Cape Town - South Africa's weak economic growth, the public sector wage bill and financial support for state-owned companies beyond what is currently budgeted for, are the three main risks to the fiscal outlook, the National Treasury said.
Increased debt levels in a low-growth environment would only add to debt-service costs and raise the risk of sovereign credit rating downgrades to sub-investment grade, the Treasury said in a document made available to the media on Tuesday.
"Accumulation of debt in the context of a low-growth environment is unsustainable," the Treasury said, noting that this would further raise debt-service costs, which were already the fastest growing item of expenditure.
"It also increases the risk of sovereign credit rating downgrades to sub-investment grade," it added.
In August, Finance Minister Nhlanhla Nene said the government was concerned that an economic downturn would make it harder to raise revenue and that it would have to look at spending curbs.

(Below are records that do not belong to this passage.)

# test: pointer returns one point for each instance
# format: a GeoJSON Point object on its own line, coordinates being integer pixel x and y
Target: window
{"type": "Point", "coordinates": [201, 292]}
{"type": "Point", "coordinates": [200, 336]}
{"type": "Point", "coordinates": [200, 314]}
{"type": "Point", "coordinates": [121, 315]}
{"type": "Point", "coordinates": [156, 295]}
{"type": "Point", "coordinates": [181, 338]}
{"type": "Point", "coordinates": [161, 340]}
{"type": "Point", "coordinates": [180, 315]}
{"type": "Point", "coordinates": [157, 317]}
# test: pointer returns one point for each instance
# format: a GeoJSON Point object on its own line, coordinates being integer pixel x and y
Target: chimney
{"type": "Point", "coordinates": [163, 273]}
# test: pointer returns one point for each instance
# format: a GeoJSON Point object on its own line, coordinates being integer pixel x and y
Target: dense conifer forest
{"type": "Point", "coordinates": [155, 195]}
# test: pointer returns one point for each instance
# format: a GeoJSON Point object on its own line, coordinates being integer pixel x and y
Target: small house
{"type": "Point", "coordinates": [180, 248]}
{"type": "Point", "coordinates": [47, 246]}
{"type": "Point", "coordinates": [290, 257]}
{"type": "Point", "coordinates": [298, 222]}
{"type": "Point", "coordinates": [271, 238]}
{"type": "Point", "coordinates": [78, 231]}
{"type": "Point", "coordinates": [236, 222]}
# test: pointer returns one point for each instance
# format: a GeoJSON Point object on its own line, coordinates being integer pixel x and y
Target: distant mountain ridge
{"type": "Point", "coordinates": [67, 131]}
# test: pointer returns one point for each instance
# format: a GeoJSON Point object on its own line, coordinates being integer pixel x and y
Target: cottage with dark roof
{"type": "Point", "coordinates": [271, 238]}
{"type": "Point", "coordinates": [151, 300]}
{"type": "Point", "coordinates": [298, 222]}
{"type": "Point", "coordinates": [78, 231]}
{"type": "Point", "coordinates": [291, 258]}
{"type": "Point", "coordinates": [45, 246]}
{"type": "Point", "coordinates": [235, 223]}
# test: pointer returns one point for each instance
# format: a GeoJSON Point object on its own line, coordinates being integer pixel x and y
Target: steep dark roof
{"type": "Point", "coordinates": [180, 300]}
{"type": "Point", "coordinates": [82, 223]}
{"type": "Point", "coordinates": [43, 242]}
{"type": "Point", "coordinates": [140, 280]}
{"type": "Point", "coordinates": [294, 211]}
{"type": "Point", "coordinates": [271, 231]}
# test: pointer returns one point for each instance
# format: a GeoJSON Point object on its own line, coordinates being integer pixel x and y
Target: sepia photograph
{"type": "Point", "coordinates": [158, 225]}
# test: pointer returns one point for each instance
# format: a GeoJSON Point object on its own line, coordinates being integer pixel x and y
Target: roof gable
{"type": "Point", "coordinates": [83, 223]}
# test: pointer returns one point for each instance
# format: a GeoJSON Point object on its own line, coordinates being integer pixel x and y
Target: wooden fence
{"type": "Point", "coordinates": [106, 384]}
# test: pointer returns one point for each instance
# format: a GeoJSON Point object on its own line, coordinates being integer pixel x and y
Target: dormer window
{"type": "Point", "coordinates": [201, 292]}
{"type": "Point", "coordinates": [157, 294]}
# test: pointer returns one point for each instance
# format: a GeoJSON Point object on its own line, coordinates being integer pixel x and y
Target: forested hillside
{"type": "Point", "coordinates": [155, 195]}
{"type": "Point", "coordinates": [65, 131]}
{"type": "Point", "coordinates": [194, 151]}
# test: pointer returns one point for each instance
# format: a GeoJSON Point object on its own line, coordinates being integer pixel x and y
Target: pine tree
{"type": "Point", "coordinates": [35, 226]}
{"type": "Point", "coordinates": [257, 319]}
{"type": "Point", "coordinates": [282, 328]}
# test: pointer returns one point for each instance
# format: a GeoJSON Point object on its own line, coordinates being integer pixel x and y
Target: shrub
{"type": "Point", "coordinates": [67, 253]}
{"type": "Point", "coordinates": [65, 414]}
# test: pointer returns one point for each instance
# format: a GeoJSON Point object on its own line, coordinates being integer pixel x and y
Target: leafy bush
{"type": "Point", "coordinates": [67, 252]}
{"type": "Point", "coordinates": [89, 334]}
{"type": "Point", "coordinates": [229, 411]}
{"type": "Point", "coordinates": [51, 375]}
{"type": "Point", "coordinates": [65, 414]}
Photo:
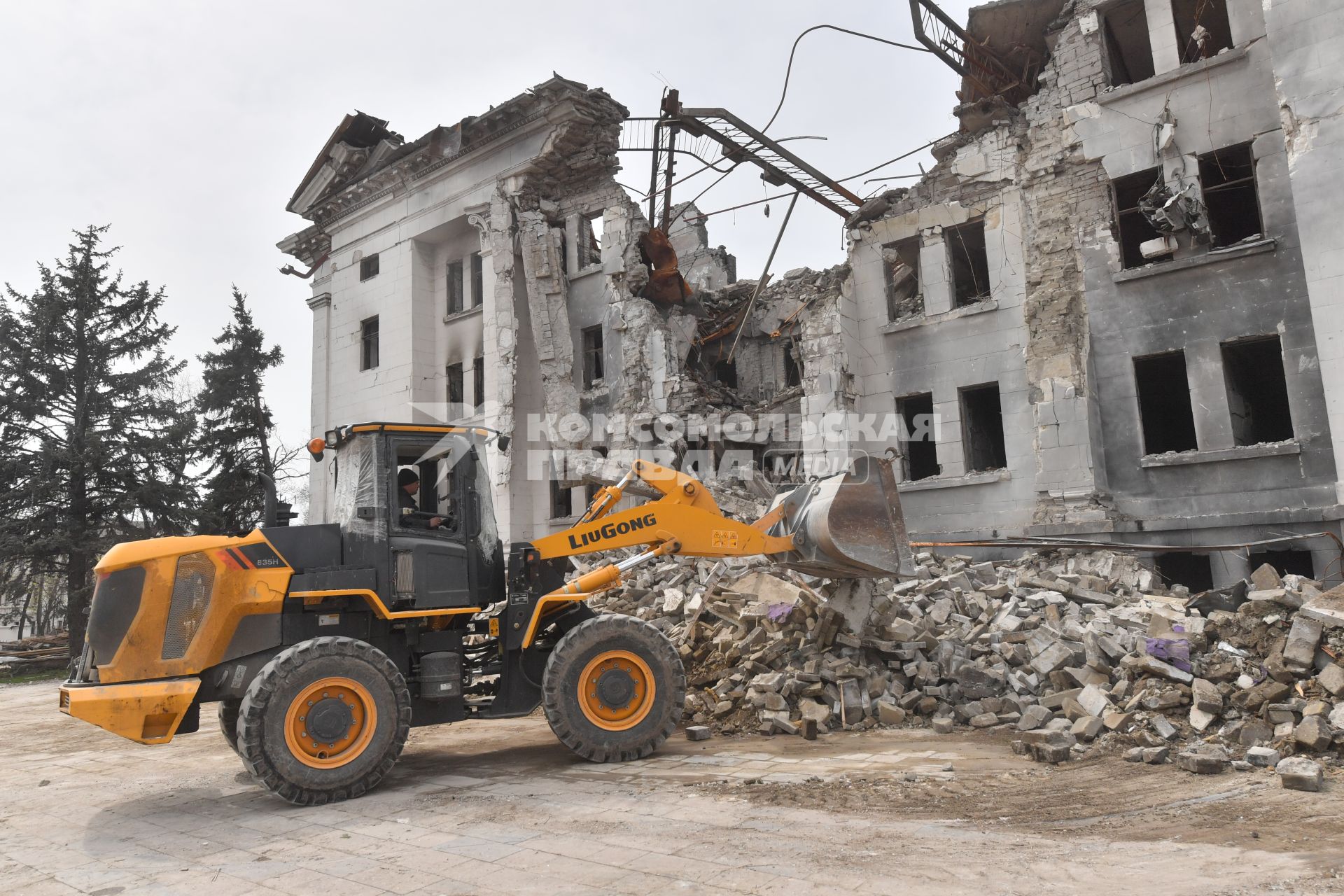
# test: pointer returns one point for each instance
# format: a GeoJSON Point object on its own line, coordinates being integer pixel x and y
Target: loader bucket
{"type": "Point", "coordinates": [847, 526]}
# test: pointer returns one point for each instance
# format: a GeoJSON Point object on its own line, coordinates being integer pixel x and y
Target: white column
{"type": "Point", "coordinates": [319, 402]}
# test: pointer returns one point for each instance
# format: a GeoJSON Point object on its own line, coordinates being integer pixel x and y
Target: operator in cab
{"type": "Point", "coordinates": [412, 516]}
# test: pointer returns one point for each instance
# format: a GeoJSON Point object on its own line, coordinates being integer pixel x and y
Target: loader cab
{"type": "Point", "coordinates": [454, 564]}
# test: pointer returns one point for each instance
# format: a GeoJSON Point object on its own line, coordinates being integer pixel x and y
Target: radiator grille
{"type": "Point", "coordinates": [191, 590]}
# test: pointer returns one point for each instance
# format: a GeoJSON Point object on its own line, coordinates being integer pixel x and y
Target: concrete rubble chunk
{"type": "Point", "coordinates": [1303, 640]}
{"type": "Point", "coordinates": [1152, 665]}
{"type": "Point", "coordinates": [1332, 680]}
{"type": "Point", "coordinates": [1203, 761]}
{"type": "Point", "coordinates": [1298, 773]}
{"type": "Point", "coordinates": [1034, 718]}
{"type": "Point", "coordinates": [1265, 578]}
{"type": "Point", "coordinates": [768, 653]}
{"type": "Point", "coordinates": [1313, 732]}
{"type": "Point", "coordinates": [1056, 656]}
{"type": "Point", "coordinates": [1086, 729]}
{"type": "Point", "coordinates": [1262, 757]}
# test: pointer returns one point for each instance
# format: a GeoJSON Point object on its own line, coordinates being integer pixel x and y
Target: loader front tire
{"type": "Point", "coordinates": [613, 690]}
{"type": "Point", "coordinates": [229, 722]}
{"type": "Point", "coordinates": [324, 720]}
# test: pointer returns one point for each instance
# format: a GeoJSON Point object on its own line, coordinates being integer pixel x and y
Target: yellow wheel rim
{"type": "Point", "coordinates": [616, 691]}
{"type": "Point", "coordinates": [344, 715]}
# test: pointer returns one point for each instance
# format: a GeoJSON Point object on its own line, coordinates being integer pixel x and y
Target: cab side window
{"type": "Point", "coordinates": [425, 496]}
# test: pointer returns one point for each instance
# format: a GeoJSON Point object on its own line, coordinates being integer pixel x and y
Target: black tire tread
{"type": "Point", "coordinates": [229, 722]}
{"type": "Point", "coordinates": [264, 685]}
{"type": "Point", "coordinates": [582, 637]}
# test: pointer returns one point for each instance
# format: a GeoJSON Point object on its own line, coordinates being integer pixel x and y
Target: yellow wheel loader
{"type": "Point", "coordinates": [324, 644]}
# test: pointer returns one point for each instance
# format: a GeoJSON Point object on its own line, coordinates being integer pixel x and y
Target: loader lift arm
{"type": "Point", "coordinates": [686, 520]}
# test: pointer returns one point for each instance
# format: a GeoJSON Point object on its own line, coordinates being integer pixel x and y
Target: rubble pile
{"type": "Point", "coordinates": [1068, 650]}
{"type": "Point", "coordinates": [35, 653]}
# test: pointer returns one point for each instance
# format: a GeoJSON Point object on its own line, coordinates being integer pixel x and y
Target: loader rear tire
{"type": "Point", "coordinates": [229, 722]}
{"type": "Point", "coordinates": [324, 720]}
{"type": "Point", "coordinates": [613, 690]}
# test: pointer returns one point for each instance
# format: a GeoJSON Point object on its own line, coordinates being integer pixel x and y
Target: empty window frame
{"type": "Point", "coordinates": [479, 383]}
{"type": "Point", "coordinates": [1227, 183]}
{"type": "Point", "coordinates": [1195, 571]}
{"type": "Point", "coordinates": [901, 267]}
{"type": "Point", "coordinates": [792, 372]}
{"type": "Point", "coordinates": [590, 239]}
{"type": "Point", "coordinates": [590, 489]}
{"type": "Point", "coordinates": [369, 344]}
{"type": "Point", "coordinates": [454, 390]}
{"type": "Point", "coordinates": [1285, 562]}
{"type": "Point", "coordinates": [983, 429]}
{"type": "Point", "coordinates": [456, 301]}
{"type": "Point", "coordinates": [920, 450]}
{"type": "Point", "coordinates": [593, 359]}
{"type": "Point", "coordinates": [1257, 390]}
{"type": "Point", "coordinates": [1202, 29]}
{"type": "Point", "coordinates": [477, 280]}
{"type": "Point", "coordinates": [968, 261]}
{"type": "Point", "coordinates": [369, 266]}
{"type": "Point", "coordinates": [1164, 407]}
{"type": "Point", "coordinates": [1129, 54]}
{"type": "Point", "coordinates": [562, 500]}
{"type": "Point", "coordinates": [1132, 229]}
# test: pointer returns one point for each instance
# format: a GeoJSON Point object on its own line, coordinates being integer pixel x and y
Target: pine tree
{"type": "Point", "coordinates": [96, 440]}
{"type": "Point", "coordinates": [235, 424]}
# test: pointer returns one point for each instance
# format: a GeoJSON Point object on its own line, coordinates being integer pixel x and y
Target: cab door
{"type": "Point", "coordinates": [429, 566]}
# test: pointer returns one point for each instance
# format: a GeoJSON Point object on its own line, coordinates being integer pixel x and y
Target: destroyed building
{"type": "Point", "coordinates": [1116, 295]}
{"type": "Point", "coordinates": [1105, 293]}
{"type": "Point", "coordinates": [484, 273]}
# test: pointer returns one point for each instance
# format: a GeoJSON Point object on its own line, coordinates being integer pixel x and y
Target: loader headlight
{"type": "Point", "coordinates": [191, 590]}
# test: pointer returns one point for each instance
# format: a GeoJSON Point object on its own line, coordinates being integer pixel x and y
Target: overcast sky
{"type": "Point", "coordinates": [187, 125]}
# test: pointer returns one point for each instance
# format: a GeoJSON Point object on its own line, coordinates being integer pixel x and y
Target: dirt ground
{"type": "Point", "coordinates": [503, 808]}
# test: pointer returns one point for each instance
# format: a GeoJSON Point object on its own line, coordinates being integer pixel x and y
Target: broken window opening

SA expects a budget deficit of 3.9% of gross domestic product for the 2015/2016 financial year, but is keen to limit borrowing, partly to appease ratings agencies which have downgraded emerging market peers like Brazil.
Loan guarantees to state firms at R469.4bn
Meanwhile, South Africa's loan guarantees to state-owned companies currently stand at R469.4bn and the firms have utilised R225.9bn of the facility, Treasury director general Lungisa Fuzile said on Tuesday.
The government has vowed it would raise funding for cash-strapped state firms such as power utility Eskom in a manner that has no effect on the national budget deficit.